Abstract

AbstractIn water resources applications (e.g., streamflow, rainfall‐runoff, urban water demand [UWD], etc.), ensemble member selection and ensemble member weighting are two difficult yet important tasks in the development of ensemble forecasting systems. We propose and test a stochastic data‐driven ensemble forecasting framework that uses archived deterministic forecasts as input and results in probabilistic water resources forecasts. In addition to input data and (ensemble) model output uncertainty, the proposed approach integrates both ensemble member selection and weighting uncertainties, using input variable selection and data‐driven methods, respectively. Therefore, it does not require one to perform ensemble member selection and weighting separately.
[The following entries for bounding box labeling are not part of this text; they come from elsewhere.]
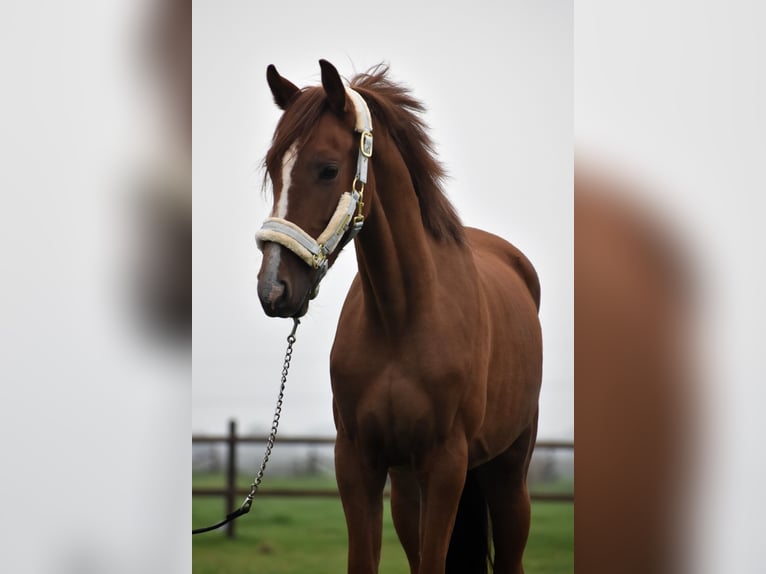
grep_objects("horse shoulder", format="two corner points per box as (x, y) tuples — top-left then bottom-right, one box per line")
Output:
(466, 227), (540, 311)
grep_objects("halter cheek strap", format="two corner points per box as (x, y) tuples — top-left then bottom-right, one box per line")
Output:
(255, 88), (372, 297)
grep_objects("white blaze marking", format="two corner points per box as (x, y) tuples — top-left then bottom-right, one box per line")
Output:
(274, 141), (298, 219)
(263, 141), (298, 276)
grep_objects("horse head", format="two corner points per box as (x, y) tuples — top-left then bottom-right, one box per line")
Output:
(256, 60), (372, 317)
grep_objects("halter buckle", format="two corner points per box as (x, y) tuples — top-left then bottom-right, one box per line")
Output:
(359, 130), (372, 159)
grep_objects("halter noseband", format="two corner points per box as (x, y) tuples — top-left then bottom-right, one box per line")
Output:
(255, 88), (372, 298)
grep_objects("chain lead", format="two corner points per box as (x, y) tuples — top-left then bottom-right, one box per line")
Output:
(243, 317), (301, 509)
(192, 317), (301, 534)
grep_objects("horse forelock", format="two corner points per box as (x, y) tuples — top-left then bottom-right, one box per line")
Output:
(263, 64), (465, 244)
(263, 86), (327, 197)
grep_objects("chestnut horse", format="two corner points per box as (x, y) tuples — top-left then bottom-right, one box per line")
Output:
(257, 60), (542, 574)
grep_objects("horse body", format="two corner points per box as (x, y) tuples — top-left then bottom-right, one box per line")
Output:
(259, 63), (542, 574)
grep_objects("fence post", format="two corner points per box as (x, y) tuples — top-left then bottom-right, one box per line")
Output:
(226, 419), (237, 538)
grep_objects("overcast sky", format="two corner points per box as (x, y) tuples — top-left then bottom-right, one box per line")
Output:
(192, 0), (573, 438)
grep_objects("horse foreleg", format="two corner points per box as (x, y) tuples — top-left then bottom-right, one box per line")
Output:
(476, 419), (537, 574)
(335, 433), (386, 574)
(389, 468), (420, 574)
(418, 439), (468, 574)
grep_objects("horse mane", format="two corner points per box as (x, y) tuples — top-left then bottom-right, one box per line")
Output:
(264, 64), (465, 245)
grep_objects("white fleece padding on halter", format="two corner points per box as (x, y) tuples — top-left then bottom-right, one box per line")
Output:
(255, 192), (359, 268)
(255, 217), (319, 267)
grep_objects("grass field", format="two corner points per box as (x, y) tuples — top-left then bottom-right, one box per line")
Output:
(192, 477), (574, 574)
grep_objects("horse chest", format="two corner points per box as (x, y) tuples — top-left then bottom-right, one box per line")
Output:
(332, 357), (480, 464)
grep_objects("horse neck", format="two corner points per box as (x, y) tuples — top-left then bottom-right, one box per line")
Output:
(356, 133), (436, 335)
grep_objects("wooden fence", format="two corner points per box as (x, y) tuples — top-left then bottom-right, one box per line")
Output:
(192, 420), (574, 537)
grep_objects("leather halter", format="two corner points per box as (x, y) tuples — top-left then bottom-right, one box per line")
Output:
(255, 88), (372, 299)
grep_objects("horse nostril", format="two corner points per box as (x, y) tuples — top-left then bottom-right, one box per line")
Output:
(271, 281), (290, 311)
(258, 279), (290, 316)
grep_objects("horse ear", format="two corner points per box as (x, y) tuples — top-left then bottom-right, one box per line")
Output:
(266, 64), (300, 110)
(319, 60), (346, 114)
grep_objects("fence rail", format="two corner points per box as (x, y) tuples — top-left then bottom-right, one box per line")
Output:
(192, 420), (574, 537)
We applied the proposed forecasting framework to a previous real‐world case study in Montreal, Canada, to forecast daily UWD at multiple lead times. Using wavelet‐based forecasts as input data, we develop the Ensemble Wavelet‐Stochastic Data‐Driven Forecasting Framework, the first multiwavelet ensemble stochastic forecasting framework that produces probabilistic forecasts. For the considered case study, several variants of Ensemble Wavelet‐Stochastic Data‐Driven Forecasting Framework, produced using different input variable selection methods (partial correlation input selection and Edgeworth Approximations‐based conditional mutual information) and data‐driven models (multiple linear regression, extreme learning machines, and second‐order Volterra series models), are shown to outperform wavelet‐ and nonwavelet‐based benchmarks, especially during a heat wave (first time studied in the UWD forecasting literature).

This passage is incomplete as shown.